Сомов хмыкнул и налил по новой.

— Я подумал, ты влетел. По бабкам влетел.

— Если бы.

— Ну в тот раз ты не говорил, я не спрашивал. Сейчас тоже не надо? Только вот ты уже здесь, а я, знаешь, при должности. Большой должности, Яныч. Для Заграйска — большой.

— Да было бы мне что рассказывать, Вадя… Кроме того, что жену с дочкой у меня убили, а самого почему в живых оставили — загадка. Нужна кому-то моя голова, Сомыч, но ужас в том, что если б я действительно знал то, о чем они думают, так сам пошел бы давно и рассказал, а там будь что будет. Так ведь нет, Вадя, нет.

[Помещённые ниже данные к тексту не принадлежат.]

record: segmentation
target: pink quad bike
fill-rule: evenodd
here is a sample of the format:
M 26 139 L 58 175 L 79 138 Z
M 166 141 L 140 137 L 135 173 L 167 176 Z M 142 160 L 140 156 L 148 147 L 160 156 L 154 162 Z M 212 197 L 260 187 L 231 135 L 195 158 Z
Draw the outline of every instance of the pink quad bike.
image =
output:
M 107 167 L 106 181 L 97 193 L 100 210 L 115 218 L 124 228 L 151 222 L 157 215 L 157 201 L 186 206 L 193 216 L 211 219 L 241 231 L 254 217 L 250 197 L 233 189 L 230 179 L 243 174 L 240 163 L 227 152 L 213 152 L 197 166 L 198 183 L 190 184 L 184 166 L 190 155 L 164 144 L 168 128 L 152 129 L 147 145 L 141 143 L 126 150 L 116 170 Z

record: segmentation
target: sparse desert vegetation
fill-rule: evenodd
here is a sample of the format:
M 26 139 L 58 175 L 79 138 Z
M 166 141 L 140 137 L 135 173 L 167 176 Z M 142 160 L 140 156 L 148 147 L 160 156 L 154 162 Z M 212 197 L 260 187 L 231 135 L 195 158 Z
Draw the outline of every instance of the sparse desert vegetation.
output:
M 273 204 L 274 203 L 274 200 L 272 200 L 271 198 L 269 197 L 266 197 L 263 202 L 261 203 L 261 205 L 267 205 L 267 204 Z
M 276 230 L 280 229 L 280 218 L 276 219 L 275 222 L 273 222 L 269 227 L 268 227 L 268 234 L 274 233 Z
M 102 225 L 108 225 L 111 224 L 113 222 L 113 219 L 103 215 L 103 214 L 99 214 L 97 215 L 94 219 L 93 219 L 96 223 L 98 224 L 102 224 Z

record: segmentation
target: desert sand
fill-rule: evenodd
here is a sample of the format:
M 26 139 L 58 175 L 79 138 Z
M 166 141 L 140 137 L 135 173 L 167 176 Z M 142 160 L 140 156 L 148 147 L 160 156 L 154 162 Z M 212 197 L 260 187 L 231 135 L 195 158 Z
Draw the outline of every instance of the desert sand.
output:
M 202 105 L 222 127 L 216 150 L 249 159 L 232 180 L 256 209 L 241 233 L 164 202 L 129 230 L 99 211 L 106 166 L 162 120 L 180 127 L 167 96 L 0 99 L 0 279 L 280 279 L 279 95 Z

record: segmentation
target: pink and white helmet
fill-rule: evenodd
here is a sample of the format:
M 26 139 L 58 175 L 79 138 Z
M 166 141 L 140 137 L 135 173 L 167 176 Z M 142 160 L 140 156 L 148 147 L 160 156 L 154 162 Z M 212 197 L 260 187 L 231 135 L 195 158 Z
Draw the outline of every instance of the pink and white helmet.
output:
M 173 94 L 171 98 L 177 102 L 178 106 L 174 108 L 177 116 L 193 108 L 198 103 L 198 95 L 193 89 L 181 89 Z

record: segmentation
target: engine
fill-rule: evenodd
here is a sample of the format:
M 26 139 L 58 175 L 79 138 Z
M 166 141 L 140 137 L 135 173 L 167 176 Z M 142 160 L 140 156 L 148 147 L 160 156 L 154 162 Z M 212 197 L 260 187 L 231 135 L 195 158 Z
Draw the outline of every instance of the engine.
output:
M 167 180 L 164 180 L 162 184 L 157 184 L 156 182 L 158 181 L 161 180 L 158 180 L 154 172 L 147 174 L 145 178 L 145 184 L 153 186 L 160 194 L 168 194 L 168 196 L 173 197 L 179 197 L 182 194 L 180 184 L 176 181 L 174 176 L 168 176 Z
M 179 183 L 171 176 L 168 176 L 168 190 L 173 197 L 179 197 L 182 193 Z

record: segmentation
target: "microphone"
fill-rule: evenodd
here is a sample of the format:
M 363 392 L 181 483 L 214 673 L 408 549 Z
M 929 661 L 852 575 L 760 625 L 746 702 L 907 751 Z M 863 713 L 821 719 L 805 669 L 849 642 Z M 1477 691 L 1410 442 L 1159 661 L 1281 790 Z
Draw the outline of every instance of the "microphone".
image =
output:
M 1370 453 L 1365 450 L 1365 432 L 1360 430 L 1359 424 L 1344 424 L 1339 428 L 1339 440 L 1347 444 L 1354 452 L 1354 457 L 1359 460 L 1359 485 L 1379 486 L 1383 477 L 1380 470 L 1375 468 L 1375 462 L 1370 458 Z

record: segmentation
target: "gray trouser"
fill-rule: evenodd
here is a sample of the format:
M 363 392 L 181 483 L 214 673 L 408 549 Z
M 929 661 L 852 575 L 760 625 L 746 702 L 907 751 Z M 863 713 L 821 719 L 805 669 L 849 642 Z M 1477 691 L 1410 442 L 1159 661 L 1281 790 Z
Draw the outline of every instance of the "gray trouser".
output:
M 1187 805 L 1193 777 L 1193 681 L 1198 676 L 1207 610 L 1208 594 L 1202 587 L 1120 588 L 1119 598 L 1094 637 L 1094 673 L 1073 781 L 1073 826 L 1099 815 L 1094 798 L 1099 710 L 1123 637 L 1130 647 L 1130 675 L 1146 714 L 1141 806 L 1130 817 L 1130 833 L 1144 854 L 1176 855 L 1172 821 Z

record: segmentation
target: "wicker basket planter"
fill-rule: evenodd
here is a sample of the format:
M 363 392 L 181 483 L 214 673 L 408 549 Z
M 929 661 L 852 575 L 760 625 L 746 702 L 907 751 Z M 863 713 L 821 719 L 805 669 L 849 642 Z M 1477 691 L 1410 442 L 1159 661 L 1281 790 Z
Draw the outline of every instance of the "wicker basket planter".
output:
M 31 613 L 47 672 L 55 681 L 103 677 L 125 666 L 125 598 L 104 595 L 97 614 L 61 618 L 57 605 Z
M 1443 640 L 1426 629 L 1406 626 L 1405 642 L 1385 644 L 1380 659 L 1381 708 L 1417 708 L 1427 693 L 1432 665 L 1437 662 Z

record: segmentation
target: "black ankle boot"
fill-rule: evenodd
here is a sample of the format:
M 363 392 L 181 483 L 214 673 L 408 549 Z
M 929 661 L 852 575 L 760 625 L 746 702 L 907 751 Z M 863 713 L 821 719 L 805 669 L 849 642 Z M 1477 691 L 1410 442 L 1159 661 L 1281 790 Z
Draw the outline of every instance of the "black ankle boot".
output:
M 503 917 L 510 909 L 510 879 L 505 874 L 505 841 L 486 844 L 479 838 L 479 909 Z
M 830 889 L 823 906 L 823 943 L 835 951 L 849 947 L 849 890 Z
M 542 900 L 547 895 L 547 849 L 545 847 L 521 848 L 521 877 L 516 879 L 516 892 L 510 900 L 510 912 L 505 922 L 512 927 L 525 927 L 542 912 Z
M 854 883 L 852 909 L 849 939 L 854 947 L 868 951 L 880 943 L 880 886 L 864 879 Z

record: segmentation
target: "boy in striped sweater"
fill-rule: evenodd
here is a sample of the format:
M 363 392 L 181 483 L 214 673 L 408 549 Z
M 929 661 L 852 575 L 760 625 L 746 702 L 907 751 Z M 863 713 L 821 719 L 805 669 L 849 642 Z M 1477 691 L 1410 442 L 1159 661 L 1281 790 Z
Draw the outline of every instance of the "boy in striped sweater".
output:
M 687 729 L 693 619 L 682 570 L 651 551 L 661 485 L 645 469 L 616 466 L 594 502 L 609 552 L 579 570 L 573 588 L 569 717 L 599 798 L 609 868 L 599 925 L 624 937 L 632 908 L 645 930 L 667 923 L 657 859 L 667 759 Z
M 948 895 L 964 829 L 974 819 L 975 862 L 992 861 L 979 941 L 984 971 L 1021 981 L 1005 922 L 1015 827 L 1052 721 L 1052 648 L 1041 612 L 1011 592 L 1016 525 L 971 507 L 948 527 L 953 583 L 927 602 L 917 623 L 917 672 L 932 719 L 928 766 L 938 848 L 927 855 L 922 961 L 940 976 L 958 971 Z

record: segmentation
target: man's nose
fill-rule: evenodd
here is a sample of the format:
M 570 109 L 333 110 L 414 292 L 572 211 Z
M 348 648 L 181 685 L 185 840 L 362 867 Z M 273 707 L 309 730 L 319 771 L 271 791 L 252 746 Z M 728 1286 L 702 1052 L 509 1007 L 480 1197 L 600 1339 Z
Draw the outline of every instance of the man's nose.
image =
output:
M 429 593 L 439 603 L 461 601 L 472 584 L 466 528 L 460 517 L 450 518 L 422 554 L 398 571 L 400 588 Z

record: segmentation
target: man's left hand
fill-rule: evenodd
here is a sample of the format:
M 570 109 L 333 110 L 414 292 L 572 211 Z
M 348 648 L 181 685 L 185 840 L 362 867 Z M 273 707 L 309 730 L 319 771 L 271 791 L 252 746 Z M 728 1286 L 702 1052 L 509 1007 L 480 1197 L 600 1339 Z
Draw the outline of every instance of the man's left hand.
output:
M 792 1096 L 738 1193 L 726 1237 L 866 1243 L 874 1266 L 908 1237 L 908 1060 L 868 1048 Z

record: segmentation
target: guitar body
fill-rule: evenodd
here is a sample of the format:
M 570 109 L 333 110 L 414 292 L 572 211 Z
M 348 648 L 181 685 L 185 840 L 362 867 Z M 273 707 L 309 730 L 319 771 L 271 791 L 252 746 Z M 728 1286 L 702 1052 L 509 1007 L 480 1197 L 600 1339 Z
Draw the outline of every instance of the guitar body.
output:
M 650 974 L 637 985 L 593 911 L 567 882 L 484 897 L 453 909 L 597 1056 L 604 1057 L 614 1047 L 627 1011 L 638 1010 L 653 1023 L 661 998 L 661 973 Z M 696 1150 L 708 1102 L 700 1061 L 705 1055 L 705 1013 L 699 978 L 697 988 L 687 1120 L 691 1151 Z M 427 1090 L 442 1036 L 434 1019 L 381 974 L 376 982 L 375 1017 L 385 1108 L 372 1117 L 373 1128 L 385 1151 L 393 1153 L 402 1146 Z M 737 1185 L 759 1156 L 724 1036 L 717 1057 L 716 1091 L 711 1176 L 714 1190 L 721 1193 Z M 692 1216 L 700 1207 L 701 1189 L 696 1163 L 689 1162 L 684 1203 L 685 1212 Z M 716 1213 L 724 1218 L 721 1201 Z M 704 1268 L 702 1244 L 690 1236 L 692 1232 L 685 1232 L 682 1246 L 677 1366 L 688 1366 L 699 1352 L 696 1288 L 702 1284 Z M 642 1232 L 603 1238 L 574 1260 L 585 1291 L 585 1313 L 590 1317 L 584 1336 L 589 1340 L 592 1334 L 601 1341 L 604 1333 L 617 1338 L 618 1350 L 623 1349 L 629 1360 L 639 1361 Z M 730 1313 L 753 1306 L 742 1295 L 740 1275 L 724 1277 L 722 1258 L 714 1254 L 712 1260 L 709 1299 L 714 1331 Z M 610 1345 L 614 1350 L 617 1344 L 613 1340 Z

— Жену с дочкой?! — Сомов пристально посмотрел на друга, потом мотнул головой. Без слов поднял стакан, чокаться не стал. — На бандитов не похоже, — выдохнул он и потянулся наконец к колбасе.

— Ты угадал.

Ян вытащил сигарету из пачки Сомова, прикурил и откинулся на спинку стула. Дым вдруг ударил в голову, заставив несколько раз плотно прикрыть глаза — такой способ помогал ему с самой юности. Вадим молчал, жевал колбасу, глядя куда-то в сторону от Климова. Ян понимал, что подобрать слова ему сейчас трудно… Должность? Хорошо, пускай должность.

— Ну, я догадываюсь, кто так действует, — тяжело произнес Сомов. — Но сам-то ты в своих словах уверен?

— Да понимаешь, там все было достаточно просто. В девяносто пятом меня отправили на полгода в Сирию — тесть помог, а то я ему вроде как глаза мозолил: ни карьеры особо, ничего. К тому же я в училище арабский учил. Ну, вроде как учил… я ж не военный переводчик в конце концов. Проторчал я два месяца в Латакии, а потом перевели меня на одну авиабазу к северу, там наши технари сидели. Ну и езжай, говорят, может, хоть они дело тебе найдут. Они нашли, конечно, — к вечеру с ног падал. Ну и однажды приехали к нам какие-то люди — полковник, два майора и с ними в штатском какие-то. Посадили меня в «уазик», дали старого прапора с автоматом — и вези полковника и одного штатского куда-то к границе. Куда они скажут. Что делать, поехали. Приезжаем в какой-то поселок, берем с собой араба с «дипломатом», едем дальше. Теперь уже он командует, ну, я понимаю кое-как. В языке уже ориентируюсь, слава богу, не то что раньше. Приехали мы… я так думаю, что на заброшенную французскую авиабазу: потому что бетонка древняя, песком почти занесенная, заправка полуразваленная, и два «Хьюи» американских стоят. Но без опознавательных и в серой какой-то раскраске, не пустынной.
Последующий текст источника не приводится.